They held signs that read, “I am not invisible #dump the dump.” Some children wore face masks to represent the facility’s risks to their lungs.
“We need to protect our community from air pollution, vermin, and danger from garbage trucks,” said Joy Tutiven, of the Upper East Side. “We already have one of the highest air pollution rates in the city.”
Residents hope that the station can be built farther away so they won’t get sick. They worry the pollution will cause asthma and other health problems.
Frank Baraff, 68, a publicist for the organization Pledge 2 Protect, the organizers of the march, doesn’t think the facility should be built at all.
“It’s an obsolete technology,” said Baraff. “We need something better for going forward, such as a better solution for recycling.
Pledge 2 Protect was originally founded to raise awareness about the dangers of the facility. They have since expanded to protect all New Yorkers from the potential health dangers of waste dumps in residential areas.
The Marine Transfer Station, which is scheduled to open in 2016, is a direct response to the 10,000 tons of trash New Yorkers make everyday. The facility is part of then Mayor Bloomberg’s Solid Waste Management Plan, which proposed cutting back on the use of trucks for transporting garbage and instead have the boroughs deal with their own waste. The facility on East 91st Street would be the only one of its kind in a residential neighborhood.
“Trucks six days a week, 24 hours a day and night,” said Tutiven. “People won’t be able to sleep with these huge dirty commercial trucks.”
There are many schools and after school programs in the area, residents said. Parents said they are worried about their children’s safety as well as elderly residents.
“Trucks go fast someone will get hit,” said Nelma Elsayed, 34, a local resident and mother of 3-year-old.
Baraff said that people assume the Upper East Side is a bunch of “rich white people,” when in reality those who are being directly affected are mostly the minorities who live in public housing.
“We are a very diverse neighborhood,” said Barbara Heyman, 80, of the Upper East Side.

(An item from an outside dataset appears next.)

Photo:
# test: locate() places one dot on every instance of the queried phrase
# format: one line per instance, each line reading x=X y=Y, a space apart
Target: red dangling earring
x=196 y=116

Heyman said she is worried that the station would hurt real estate values.
“Those who are renting real estate are going to leave and brownstone properties aren’t going to sell, she said. “Everyone’s taxes will go up and there will be nothing for us to do.”
But the project is already half constructed and has gone far over budget. The costs ballooned from $44 million to $215 million.
Baraff is unsure of what the outcome of the protests will be. He hopes that money, time and energy will be redirected towards recycling advances that will better benefit the state as a whole.
“If we mandate a higher standard of recycling we can reduce the amount of garbage we have, and the need for a facility like this becomes obsolete,” he said.